Online government posts indicate that authorities continue to run a compulsory, region-wide programme known as fanghuiju (visit, benefit, and gather). This entails officials being “matched” with Turkic families to indoctrinate and surveil them, often in their own homes, to ensure that the “ethnic groups are united like a family”. Xinjiang authorities still publish photos and videos purporting to show “grateful” minority families hosting officials, eating and dancing with them.
In late 2021, Beijing replaced Xinjiang party secretary, Chen Quanguo, who spearheaded the repression, with Ma Xingrui, who governed the economically vibrant region of Guangdong. But Ma continues to put forced assimilation of Uighurs and Turkic people at the heart of his policies.
His November 2022 speech at the Xinjiang Communist Party plenum emphasised continued “counterterrorism” efforts. It stressed the “sinicisation” of Islam, a campaign that involves tightening the government’s ideological control over religion, by – among other things – reinterpreting the Quran in accordance with “socialist values”.
His government has also initiated new programmes to forcibly eliminate Turkic culture and identity. One is “using culture to nourish Xinjiang”, which aims at ensuring Uighurs have “the right views” and identify with Chinese culture and the Chinese Communist Party. Another is making sure that “all ethnic groups are embedded”, which aims to engineer ethnically mixed spaces, including residential areas.
The Chinese government has tried to convince the world that Xinjiang has moved on, that it has successfully quelled internal unrest and it is now focusing on economic development. And it has made sure that Uighurs – isolated, intimidated and silenced – are unable to challenge this narrative.

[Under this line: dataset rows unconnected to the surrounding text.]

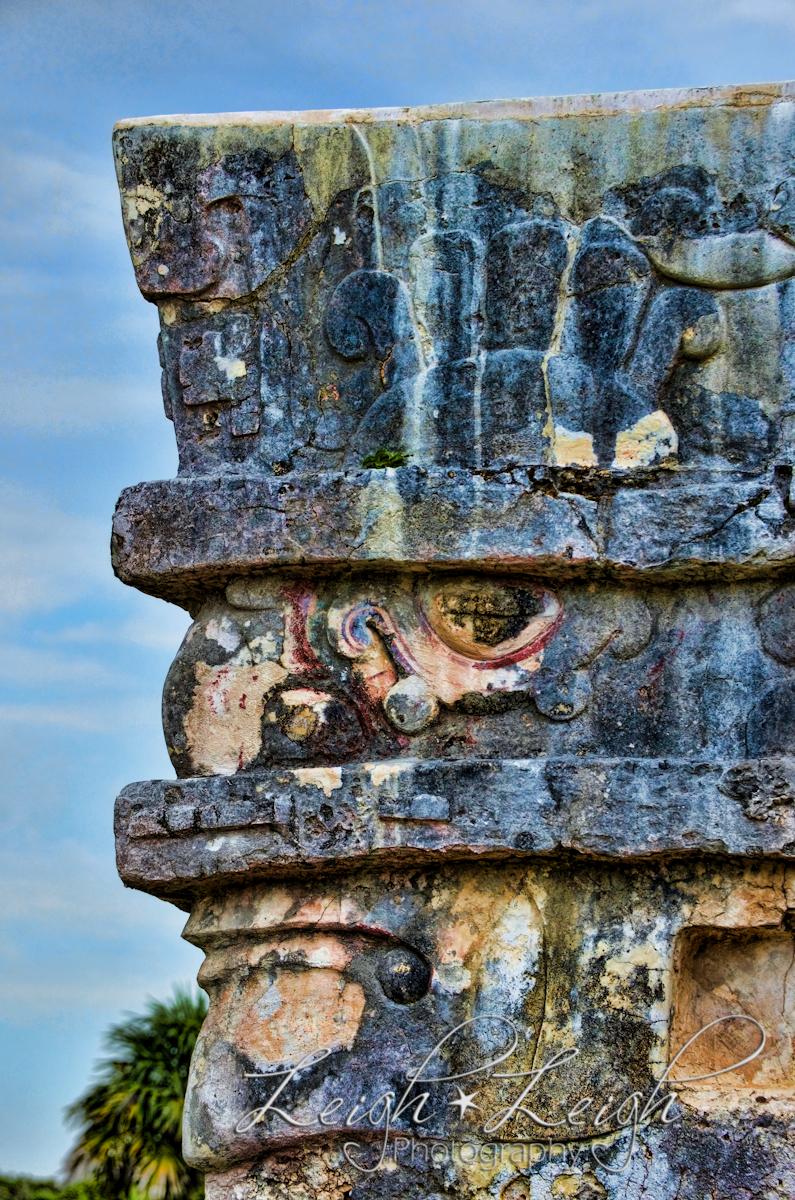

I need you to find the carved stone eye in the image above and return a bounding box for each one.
[376,949,431,1004]
[420,576,561,661]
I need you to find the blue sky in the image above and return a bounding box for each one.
[0,0,795,1175]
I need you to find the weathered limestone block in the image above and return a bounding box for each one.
[113,84,795,1200]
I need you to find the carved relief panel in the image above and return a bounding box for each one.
[116,108,795,474]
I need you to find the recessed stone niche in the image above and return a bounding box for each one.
[113,83,795,1200]
[670,929,795,1090]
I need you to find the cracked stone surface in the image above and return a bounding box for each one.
[112,84,795,1200]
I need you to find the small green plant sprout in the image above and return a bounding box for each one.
[361,446,411,470]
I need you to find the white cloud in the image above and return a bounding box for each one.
[47,596,191,654]
[0,150,121,241]
[0,374,163,438]
[719,0,795,28]
[0,482,113,613]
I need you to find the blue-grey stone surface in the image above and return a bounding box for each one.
[113,84,795,1200]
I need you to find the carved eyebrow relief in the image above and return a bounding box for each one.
[113,84,795,1200]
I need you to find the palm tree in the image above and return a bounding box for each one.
[66,989,207,1200]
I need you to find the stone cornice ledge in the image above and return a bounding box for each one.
[113,467,795,607]
[115,757,795,906]
[115,82,795,130]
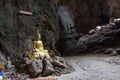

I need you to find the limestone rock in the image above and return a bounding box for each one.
[28,60,43,77]
[0,62,5,71]
[43,58,54,76]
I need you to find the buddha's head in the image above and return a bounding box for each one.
[36,30,41,41]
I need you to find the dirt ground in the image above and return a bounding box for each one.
[60,55,120,80]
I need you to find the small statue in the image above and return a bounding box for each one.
[27,31,50,60]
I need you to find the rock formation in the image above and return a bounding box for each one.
[58,0,120,33]
[0,0,59,58]
[67,19,120,54]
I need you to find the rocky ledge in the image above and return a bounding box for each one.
[14,56,74,78]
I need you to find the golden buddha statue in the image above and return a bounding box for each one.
[27,31,50,60]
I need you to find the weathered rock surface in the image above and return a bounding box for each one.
[0,0,59,58]
[67,19,120,53]
[58,0,120,33]
[15,56,74,78]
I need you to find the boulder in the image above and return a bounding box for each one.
[43,58,54,76]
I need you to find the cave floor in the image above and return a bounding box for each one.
[60,54,120,80]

Some democratic states have issued statements condemning the abuses in Xinjiang, and have tried to bring up the issue at the UN Human Rights Council. But other concrete actions have been few and far between: only a handful of Xinjiang officials have been sanctioned, and only the United States has adopted legislation to ban products produced in the region over forced labour concerns.
But it seems the majority of the world is looking away. Political leaders from across the globe have resumed meetings with top Chinese officials after the COVID-19 pandemic ended without publicly challenging them over the crimes against humanity that have taken place in Xinjiang. This is exactly what Beijing wants: for the abuses in Xinjiang to be forgotten.
That is why concerned governments should redouble efforts for an independent international investigation into China’s crimes against humanity, which should identify officials responsible for abuses. They should impose coordinated visa and other travel bans, and targeted individual sanctions.
They should also pursue domestic criminal cases against these officials under the principle of “universal jurisdiction”, which allows grave international crimes to be prosecuted by any country, regardless of where the crime was committed. And they should systematically document those arbitrarily detained and imprisoned in Xinjiang, press Beijing to release them, and reunite families.
The UN high commissioner for human rights, Volker Türk, who noted in March the need for “concrete follow-up” on the recommendations of his office’s report, should clearly set out these next steps. Among other measures, his office should continue to monitor and report on the situation in Xinjiang, keep the UN Human Rights Council informed, and support those looking for their disappeared loved ones.
These steps are as urgent now as they were a year ago. Governments that face no serious consequences for massive abuses are only emboldened to commit more of them. What could follow continued impunity in Xinjiang? We do not want to find out.
The views expressed in this article are the author’s own and do not necessarily reflect Al Jazeera’s editorial stance.